Gauke was previously secretary of state for work and pensions. In the 2016 EU referendum he voted remain. He was born in 1971, educated at a state comprehensive in Ipswich, and read law at St Edmund Hall, Oxford University. He qualified as a solicitor in 1997 and worked for City firm Macfarlanes until his election as MP for South West Hertfordshire on 5 May 2005.
He replaces David Lidington MP who was moved to the Cabinet Office after barely six months in post.
In a statement tweeted by the Ministry of Justice following his appointment, Gauke said: 'I am looking forward to meeting experts and front line staff to drive the crucial work started by my predecessors, to reform our prisons and courts, uphold the rule of law and promote our world-leading legal services.’
The Law Society welcomed the appointment. 'We congratulate David Gauke on being appointed lord chancellor and secretary of state for justice,' Law Society president Joe Egan said.

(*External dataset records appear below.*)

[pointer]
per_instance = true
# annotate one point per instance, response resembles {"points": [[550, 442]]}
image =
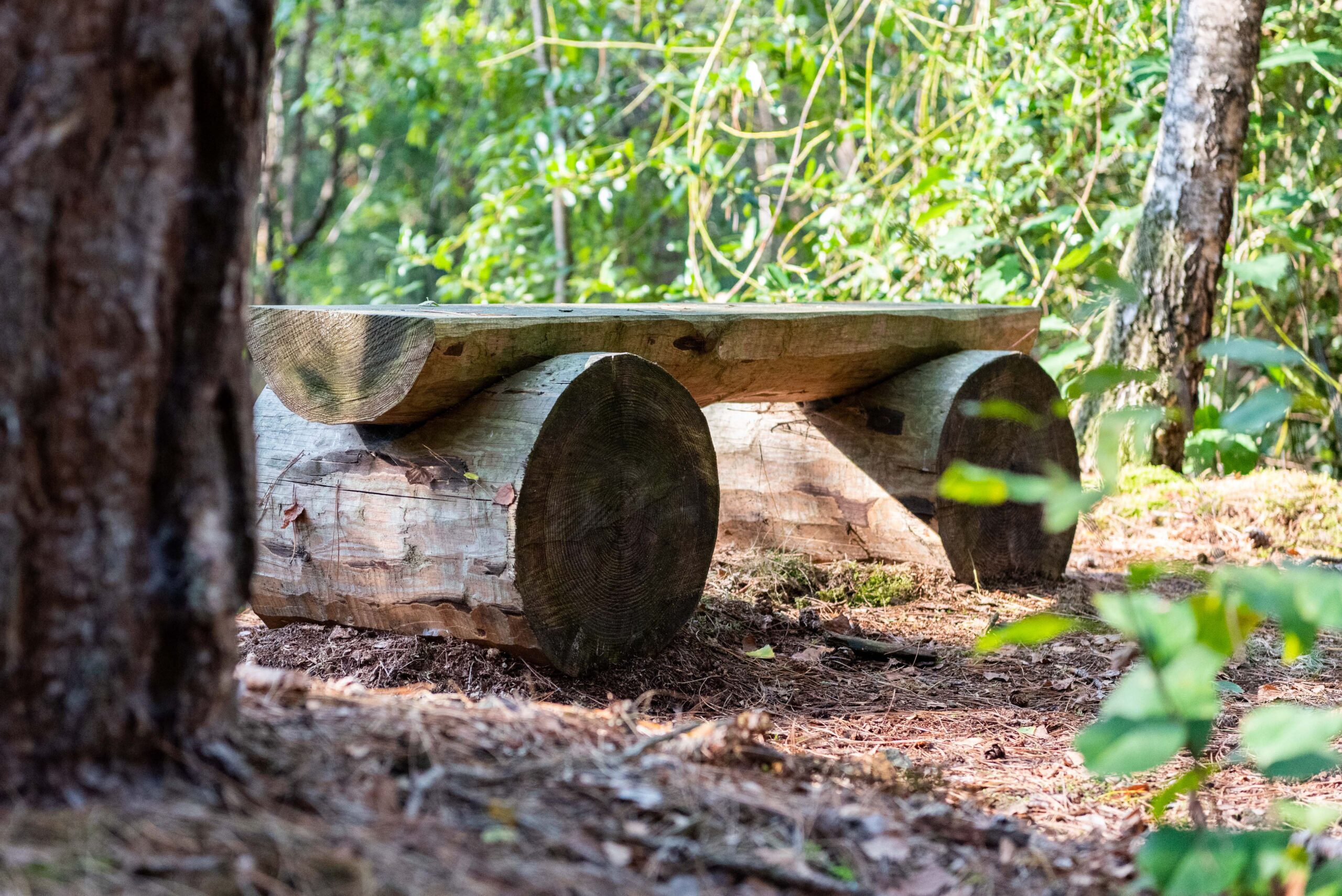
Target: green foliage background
{"points": [[976, 150]]}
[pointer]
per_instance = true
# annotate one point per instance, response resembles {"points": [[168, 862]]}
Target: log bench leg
{"points": [[857, 478], [567, 514]]}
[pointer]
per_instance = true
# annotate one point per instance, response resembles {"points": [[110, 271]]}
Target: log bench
{"points": [[543, 479]]}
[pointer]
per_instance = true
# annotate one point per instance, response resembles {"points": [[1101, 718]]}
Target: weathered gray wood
{"points": [[858, 478], [567, 514], [365, 364]]}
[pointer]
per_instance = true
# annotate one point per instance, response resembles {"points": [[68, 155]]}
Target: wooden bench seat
{"points": [[544, 479], [384, 364]]}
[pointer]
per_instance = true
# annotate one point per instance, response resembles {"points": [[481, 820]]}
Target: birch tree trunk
{"points": [[129, 147], [1175, 258]]}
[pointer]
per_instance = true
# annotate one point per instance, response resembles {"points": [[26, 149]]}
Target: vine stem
{"points": [[796, 152]]}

He inherits the role at a time of challenge for the legal sector, Egan said, adding: 'Priorities include promoting access to justice, ensuring the viability of legal aid and delivering an effective court modernisation programme.
'In addition, the lord chancellor will be a prominent voice as we seek to gain the best possible deal for the UK legal sector in the government’s negotiations for a new relationship with the European Union post-Brexit.'
Chair of the bar, Andrew Walker QC, echoed the theme: 'We look forward to working with the new lord chancellor to ensure access to justice is available to all, to ensure that the system for securing the administration of justice is resourced properly and functioning effectively, and to achieve fair and sustainable public funding arrangements for advocacy and legal advice.
'Following significant cutbacks in the provision of legal aid over several years it is vital that the Ministry of Justice completes the thorough review of the Legal Aid, Sentencing and Punishment of Offenders Act to which it is already committed, to ensure that the public interest in the provision of high quality and efficient legal services is addressed.
'The global reputation of the UK’s legal services sector, which is underpinned by the independence of our judiciary, are hugely important national assets which must be defended. That is why is it is so important that the court transformation programme is managed well and addresses the needs of all stakeholders.'
Former justice minister Dominic Raab MP is to move sideways to the high profile job of minister of state for housing at the newly rebranded Ministry of Housing, Communities and Local Government. He has been replaced by Penrith MP Rory Stewart MP, who moves from the department for international development.
Prisons and probation minister Sam Gyimah has also departed the Ministry of Justice. Gyimah will take on the role of universities and science minister, replacing Jo Johnson.
Lucy Frazer, a barrister and MP for South East Cambridgeshire, has been appointed parliamentary under secretary of state at MoJ.